The latest research in the UK strongly suggests that Hymenoscyphus fraxineus was already present some years before its official confirmation in 2012. Given the extent of damage caused by the disease, why was it not discovered earlier? A possible reason is that it takes time for a pathogen population to build up sufficiently to become strikingly obvious.

It is too late to start agonising about a failure to detect ash dieback. A disease spread by the wind to widely dispersed trees is impossible to stop. We need to think more carefully about research priorities and what we want to achieve. A first priority should be to maintain healthy ash trees in the wider environment in the UK and elsewhere in Europe.
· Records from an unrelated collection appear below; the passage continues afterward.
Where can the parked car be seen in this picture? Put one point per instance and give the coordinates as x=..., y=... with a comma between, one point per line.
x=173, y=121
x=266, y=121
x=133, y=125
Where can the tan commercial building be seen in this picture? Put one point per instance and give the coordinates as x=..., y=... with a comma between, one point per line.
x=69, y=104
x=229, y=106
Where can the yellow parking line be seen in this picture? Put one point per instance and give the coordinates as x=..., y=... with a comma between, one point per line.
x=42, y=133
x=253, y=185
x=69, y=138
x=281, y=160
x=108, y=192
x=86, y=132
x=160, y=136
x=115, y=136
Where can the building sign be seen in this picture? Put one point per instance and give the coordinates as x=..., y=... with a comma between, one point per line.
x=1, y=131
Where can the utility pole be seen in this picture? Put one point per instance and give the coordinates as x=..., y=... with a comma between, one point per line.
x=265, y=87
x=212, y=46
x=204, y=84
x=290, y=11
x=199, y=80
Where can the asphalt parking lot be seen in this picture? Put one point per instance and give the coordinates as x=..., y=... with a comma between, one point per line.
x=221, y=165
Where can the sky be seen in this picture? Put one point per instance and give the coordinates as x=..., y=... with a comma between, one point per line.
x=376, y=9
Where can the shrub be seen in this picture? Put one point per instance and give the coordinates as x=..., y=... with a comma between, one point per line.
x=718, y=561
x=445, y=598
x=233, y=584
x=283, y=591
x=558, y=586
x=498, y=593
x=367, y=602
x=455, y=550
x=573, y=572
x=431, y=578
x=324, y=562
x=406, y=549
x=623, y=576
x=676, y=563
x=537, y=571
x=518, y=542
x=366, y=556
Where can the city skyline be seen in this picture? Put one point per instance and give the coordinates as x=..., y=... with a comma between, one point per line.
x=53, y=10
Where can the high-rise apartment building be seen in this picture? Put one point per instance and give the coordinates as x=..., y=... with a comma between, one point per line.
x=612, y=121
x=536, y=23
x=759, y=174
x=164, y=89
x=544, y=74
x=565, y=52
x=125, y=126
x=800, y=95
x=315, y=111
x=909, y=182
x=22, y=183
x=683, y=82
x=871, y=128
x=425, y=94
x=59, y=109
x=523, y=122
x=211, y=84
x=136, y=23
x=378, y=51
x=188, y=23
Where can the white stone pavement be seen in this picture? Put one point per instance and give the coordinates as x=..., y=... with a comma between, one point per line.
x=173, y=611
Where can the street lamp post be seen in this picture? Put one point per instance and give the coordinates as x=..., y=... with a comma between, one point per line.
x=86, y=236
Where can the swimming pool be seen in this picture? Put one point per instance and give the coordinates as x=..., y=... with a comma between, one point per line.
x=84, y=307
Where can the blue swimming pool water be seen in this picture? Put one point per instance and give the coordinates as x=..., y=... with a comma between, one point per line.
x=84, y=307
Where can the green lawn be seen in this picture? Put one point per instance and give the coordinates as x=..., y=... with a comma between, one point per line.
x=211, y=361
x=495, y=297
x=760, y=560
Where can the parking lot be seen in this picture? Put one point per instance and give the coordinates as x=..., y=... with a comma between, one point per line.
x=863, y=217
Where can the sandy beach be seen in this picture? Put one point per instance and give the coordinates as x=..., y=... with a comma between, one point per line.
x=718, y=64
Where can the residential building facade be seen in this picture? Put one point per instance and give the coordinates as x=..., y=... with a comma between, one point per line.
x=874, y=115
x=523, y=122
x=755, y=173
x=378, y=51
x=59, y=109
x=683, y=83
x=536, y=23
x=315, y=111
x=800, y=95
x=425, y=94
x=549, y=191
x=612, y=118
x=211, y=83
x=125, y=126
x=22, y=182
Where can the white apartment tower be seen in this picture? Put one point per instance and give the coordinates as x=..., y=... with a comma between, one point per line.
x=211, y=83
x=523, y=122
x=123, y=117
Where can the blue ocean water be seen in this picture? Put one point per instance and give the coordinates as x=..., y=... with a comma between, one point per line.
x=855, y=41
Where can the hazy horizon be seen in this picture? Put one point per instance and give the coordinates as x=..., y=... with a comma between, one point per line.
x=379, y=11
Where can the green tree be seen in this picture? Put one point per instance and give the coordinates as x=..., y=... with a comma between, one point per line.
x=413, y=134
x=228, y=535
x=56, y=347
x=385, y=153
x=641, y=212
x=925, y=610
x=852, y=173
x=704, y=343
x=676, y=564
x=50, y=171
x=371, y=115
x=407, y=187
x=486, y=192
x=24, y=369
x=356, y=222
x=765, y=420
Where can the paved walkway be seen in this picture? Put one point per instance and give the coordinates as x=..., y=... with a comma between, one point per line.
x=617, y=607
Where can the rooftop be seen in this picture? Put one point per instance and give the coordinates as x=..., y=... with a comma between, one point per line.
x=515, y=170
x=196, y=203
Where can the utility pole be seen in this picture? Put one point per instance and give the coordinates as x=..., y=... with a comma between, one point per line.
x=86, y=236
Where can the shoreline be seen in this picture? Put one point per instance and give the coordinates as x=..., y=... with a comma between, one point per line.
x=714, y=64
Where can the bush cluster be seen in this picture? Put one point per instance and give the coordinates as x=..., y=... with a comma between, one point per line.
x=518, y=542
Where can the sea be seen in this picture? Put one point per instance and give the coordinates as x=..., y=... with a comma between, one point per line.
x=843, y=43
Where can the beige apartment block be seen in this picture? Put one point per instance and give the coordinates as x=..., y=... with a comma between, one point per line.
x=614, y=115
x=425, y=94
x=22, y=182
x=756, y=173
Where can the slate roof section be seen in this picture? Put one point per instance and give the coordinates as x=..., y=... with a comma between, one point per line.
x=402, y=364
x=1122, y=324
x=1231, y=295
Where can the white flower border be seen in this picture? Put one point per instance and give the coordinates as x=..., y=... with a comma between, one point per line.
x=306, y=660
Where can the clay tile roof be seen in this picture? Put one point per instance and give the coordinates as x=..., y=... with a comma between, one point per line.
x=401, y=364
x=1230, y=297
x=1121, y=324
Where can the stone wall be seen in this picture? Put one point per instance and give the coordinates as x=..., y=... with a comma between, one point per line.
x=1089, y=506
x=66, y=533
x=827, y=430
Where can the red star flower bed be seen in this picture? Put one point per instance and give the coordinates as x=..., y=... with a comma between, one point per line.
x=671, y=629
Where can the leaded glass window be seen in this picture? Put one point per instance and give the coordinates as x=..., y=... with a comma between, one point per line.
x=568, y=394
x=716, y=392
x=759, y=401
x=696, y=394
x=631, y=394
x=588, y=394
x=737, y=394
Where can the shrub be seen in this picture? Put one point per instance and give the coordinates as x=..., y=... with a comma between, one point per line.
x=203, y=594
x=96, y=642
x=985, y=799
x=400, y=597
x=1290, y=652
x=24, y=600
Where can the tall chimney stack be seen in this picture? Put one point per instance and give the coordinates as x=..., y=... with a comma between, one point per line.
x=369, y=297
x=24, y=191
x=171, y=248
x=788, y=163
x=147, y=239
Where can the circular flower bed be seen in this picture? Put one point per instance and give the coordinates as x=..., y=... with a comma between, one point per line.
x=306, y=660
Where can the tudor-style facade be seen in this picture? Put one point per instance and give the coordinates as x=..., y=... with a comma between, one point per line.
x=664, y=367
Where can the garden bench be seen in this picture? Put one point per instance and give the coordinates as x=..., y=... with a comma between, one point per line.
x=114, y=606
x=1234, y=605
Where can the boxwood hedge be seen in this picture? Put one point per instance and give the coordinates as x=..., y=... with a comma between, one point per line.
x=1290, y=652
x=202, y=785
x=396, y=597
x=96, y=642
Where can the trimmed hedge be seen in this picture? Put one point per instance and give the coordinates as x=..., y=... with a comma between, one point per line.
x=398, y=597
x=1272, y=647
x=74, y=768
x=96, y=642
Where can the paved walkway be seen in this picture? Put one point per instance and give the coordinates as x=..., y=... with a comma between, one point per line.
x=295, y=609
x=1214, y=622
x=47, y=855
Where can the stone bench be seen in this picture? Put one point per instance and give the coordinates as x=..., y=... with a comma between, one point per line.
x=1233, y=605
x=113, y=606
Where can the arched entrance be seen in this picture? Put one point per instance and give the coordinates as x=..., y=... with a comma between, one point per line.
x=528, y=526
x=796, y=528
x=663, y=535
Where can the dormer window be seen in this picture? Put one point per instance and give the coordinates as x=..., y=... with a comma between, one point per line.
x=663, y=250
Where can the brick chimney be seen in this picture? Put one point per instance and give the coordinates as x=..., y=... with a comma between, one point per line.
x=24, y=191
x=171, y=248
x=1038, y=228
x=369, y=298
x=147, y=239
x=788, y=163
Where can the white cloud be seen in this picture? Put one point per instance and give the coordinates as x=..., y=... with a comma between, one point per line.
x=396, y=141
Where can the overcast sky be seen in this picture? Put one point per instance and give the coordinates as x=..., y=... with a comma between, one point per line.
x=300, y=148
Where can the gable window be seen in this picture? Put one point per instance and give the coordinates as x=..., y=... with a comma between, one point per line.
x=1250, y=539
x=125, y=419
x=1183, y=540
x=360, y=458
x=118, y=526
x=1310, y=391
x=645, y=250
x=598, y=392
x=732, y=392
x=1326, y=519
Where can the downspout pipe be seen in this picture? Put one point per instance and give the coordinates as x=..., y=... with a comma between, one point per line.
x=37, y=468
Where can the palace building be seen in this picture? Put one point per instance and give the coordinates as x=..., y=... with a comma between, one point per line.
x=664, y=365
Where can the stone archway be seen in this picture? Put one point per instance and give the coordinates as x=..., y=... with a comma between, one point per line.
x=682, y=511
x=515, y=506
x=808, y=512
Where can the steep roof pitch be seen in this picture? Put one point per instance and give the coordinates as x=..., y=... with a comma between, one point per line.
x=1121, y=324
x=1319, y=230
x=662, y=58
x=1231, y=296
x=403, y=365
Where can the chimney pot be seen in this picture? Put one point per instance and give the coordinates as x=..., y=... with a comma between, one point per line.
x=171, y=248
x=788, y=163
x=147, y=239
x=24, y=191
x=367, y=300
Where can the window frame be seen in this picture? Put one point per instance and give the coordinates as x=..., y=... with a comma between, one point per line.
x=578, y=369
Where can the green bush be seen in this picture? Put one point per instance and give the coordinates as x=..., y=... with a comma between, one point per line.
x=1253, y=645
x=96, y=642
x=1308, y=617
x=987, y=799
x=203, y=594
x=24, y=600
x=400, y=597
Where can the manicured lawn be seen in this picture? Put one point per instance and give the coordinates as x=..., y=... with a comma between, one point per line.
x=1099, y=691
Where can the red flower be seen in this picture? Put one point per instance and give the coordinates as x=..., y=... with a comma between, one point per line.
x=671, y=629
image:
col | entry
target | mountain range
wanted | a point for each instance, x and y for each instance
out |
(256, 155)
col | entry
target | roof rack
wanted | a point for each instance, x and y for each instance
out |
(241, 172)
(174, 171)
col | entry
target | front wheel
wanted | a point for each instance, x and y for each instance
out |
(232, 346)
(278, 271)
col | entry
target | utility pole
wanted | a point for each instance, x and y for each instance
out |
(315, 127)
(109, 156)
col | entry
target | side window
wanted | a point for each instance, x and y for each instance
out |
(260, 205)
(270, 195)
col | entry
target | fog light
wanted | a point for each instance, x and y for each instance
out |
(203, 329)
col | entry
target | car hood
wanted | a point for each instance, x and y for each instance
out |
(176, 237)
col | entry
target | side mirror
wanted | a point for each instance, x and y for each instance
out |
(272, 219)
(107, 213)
This means paying equal attention to the pathogen and the host – and what happens between them.

There is good news for the UK, however: the government has already recognised the need for even more and sustained research to avoid such damage to forests. Alongside NORNEX, much research emphasis has been on understanding the fungus that causes the disease and looking for resistance in the host.

The pathogen that causes dieback orginates in Asia, where it invades the tree’s leaves, but doesn’t cause disease – nothing to get concerned about there. When the fungus came to Europe (we’re not sure how), however, it also spread to the stem, killing branches and eventually whole trees.

An emerald ash borer. US Department of Agriculture/Flickr, CC BY

The NORNEX report mentions the second threat on the ash tree’s horizon: the emerald ash borer, an insect which is present on the continent of Europe, having spreading westwards from Moscow. The bright green bug is native to the same areas of east Asia as H. fraxineus, but spread to North America – probably in the late 1990s/early 2000s – where it is devastating all native species of ash. Unfortunately, it is now highly likely that the Emerald ash borer will gradually spread across Europe towards the UK, too.

The ash trees remaining after the effects of H. fraxineus will certainly provide suitable food sources for the borer in the UK. It is essential, therefore, that the rewarding efforts made to understand ash dieback are continued with emphasis on the emerald ash borer.

Salvation may be possible, but not overnight. There are some promising paths to pursue but we have to consider whether Asian ash species will provide suitable habitats for the same dependent species as native ash, an ecological question that is hard to answer.

Strengthening resistance using Asian ash species holds considerable promise for the future – and not only for ash. The genetic methods employed by NORNEX are relevant to different tree species threatened by other diseases and insects. There is hope ahead to dampen the doomsday scenario that brief bursts of media interest fuel.

It’s not good by any account, but there are glints of hope to lighten the path ahead.